# My European Mount



## Avalon (Jul 23, 2007)

Dude that looks sweet!


----------



## scrapewatcher (Apr 14, 2009)

i don't really know what that is but you might try some warm water mix with a little dawn dish liquid and a teaspoon of lysol concentrate and scrubb it lightly with an old tooth brush. if he was rubbing it might be tree sap gone bad.


----------



## Ringtail (Jul 18, 2007)

looks very nice...


----------



## bowanna (Jul 12, 2009)

Starting one tomorrow.


----------



## Jeff Cannon (Feb 3, 2006)

I like the natural look of the rack. I wouldn't mess with them.
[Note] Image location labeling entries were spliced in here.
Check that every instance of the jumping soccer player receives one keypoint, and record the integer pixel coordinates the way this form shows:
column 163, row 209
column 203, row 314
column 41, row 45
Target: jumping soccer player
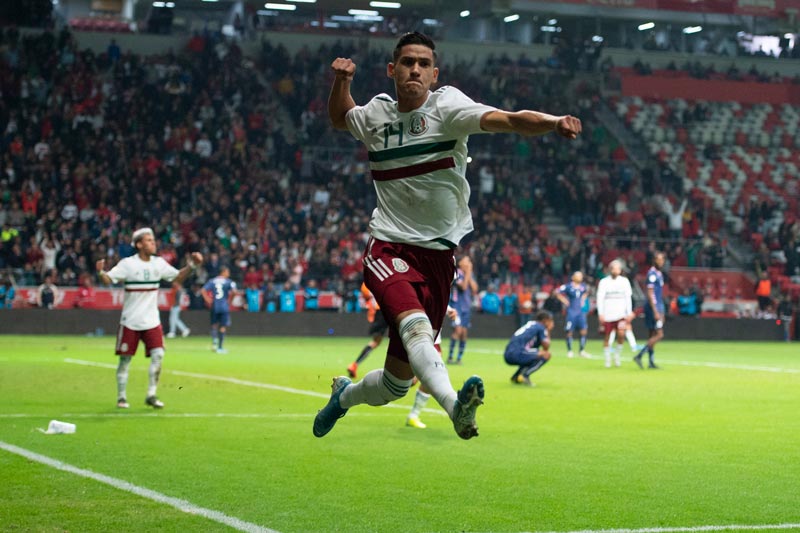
column 653, row 310
column 463, row 290
column 217, row 292
column 529, row 348
column 418, row 156
column 573, row 295
column 614, row 310
column 141, row 274
column 377, row 329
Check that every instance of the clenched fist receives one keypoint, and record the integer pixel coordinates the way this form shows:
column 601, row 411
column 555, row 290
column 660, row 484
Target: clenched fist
column 568, row 126
column 344, row 68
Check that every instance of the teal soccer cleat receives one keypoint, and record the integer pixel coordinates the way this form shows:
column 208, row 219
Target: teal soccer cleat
column 469, row 398
column 327, row 416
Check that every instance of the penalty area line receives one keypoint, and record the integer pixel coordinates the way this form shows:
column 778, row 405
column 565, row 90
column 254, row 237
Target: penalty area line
column 243, row 382
column 688, row 529
column 183, row 506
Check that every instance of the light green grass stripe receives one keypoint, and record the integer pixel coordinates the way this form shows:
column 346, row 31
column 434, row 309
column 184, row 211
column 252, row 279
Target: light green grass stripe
column 177, row 503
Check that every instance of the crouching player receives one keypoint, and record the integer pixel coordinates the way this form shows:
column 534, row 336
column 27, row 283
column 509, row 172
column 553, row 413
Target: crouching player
column 529, row 348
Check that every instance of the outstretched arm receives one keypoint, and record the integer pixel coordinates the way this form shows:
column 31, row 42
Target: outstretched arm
column 530, row 123
column 340, row 101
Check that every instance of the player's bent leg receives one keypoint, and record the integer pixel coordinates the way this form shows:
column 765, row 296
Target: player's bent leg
column 378, row 387
column 154, row 373
column 122, row 381
column 416, row 334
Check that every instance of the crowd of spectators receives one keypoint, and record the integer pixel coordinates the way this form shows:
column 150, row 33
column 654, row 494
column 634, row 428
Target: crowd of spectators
column 234, row 157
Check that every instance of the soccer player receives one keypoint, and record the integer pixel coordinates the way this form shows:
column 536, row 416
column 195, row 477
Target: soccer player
column 574, row 295
column 529, row 348
column 423, row 395
column 653, row 310
column 614, row 310
column 377, row 329
column 417, row 149
column 141, row 274
column 217, row 292
column 463, row 290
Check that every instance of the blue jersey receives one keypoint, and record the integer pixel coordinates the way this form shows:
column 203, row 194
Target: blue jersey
column 460, row 300
column 655, row 280
column 528, row 337
column 575, row 296
column 220, row 289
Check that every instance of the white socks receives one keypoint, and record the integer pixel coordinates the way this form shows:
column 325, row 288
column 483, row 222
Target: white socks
column 378, row 387
column 154, row 372
column 631, row 339
column 122, row 375
column 419, row 403
column 417, row 335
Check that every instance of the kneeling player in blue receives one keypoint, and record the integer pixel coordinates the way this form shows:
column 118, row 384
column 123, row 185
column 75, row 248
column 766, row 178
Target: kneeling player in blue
column 529, row 348
column 217, row 293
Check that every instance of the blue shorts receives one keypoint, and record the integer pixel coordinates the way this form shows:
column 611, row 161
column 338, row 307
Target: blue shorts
column 522, row 357
column 575, row 322
column 650, row 318
column 221, row 318
column 464, row 319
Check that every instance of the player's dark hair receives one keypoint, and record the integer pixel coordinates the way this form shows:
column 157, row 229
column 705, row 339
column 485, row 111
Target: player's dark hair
column 413, row 37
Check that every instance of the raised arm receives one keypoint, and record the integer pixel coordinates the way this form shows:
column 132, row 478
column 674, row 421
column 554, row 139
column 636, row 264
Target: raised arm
column 530, row 123
column 340, row 101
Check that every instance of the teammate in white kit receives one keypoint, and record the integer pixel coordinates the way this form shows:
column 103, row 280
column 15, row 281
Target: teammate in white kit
column 614, row 310
column 141, row 274
column 417, row 148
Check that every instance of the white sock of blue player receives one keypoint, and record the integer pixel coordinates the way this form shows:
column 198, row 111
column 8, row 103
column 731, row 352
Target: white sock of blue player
column 420, row 401
column 122, row 376
column 417, row 335
column 631, row 339
column 154, row 372
column 378, row 387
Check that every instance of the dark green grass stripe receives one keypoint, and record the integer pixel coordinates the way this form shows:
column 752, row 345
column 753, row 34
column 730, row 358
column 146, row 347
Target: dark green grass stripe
column 411, row 150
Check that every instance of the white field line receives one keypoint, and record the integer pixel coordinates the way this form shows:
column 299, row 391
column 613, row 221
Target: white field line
column 124, row 414
column 242, row 382
column 179, row 504
column 707, row 364
column 688, row 529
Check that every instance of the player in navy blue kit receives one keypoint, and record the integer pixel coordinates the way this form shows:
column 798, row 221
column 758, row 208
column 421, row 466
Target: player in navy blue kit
column 653, row 310
column 529, row 348
column 464, row 289
column 217, row 293
column 574, row 295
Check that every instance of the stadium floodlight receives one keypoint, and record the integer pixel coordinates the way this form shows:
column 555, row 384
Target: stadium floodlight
column 280, row 7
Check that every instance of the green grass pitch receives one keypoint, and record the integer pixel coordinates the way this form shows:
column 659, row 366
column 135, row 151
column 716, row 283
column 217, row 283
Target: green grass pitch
column 589, row 448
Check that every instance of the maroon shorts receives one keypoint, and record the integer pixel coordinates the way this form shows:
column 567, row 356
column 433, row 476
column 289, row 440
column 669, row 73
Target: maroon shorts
column 128, row 340
column 403, row 277
column 616, row 325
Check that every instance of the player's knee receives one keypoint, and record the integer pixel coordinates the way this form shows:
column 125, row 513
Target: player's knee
column 157, row 355
column 394, row 388
column 416, row 328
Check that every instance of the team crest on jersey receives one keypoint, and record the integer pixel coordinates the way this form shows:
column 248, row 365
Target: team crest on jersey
column 418, row 125
column 399, row 265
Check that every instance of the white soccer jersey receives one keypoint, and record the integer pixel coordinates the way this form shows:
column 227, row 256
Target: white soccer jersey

Great job!


----------



## rwtaxidermy (Sep 15, 2007)

*Use a small wire brush!*

a small wire brush to clean the build up off of the antlers, you also should degrease the skull really good. Maceration will leave an awful smell in your skull, degreasing with hot water, dawn, and amonia will not only remove most of the smell it will also help remove those greasy spots in the skull giving it a whiter look. After degresing soak the skull in SoftSwim C for a couple days then pull out and set in the sun, your skull will be pure white.


----------



## 1Hunter (Mar 5, 2006)

Looks good I wouldn't change a thing!


----------



## Baz59 (Feb 17, 2003)

nice mount!


----------



## 1justright (Feb 24, 2009)

I have to do one like that this year....


----------



## josh s. (Feb 9, 2008)

When you do the macerartion method, wrap the antlers in saran wrap next time. When antlers get wet like that for an extended period of time it will form algae. It does come off. We found a buck this year that died in water and the side in the water was black. I used some light sandpaper and feathered it in. lightly buff with steel wool after to fine feather finish. See pic below. Left side was black.


----------



## NY_Bowhunter14 (Jul 29, 2009)

Looks good! Nice job!


----------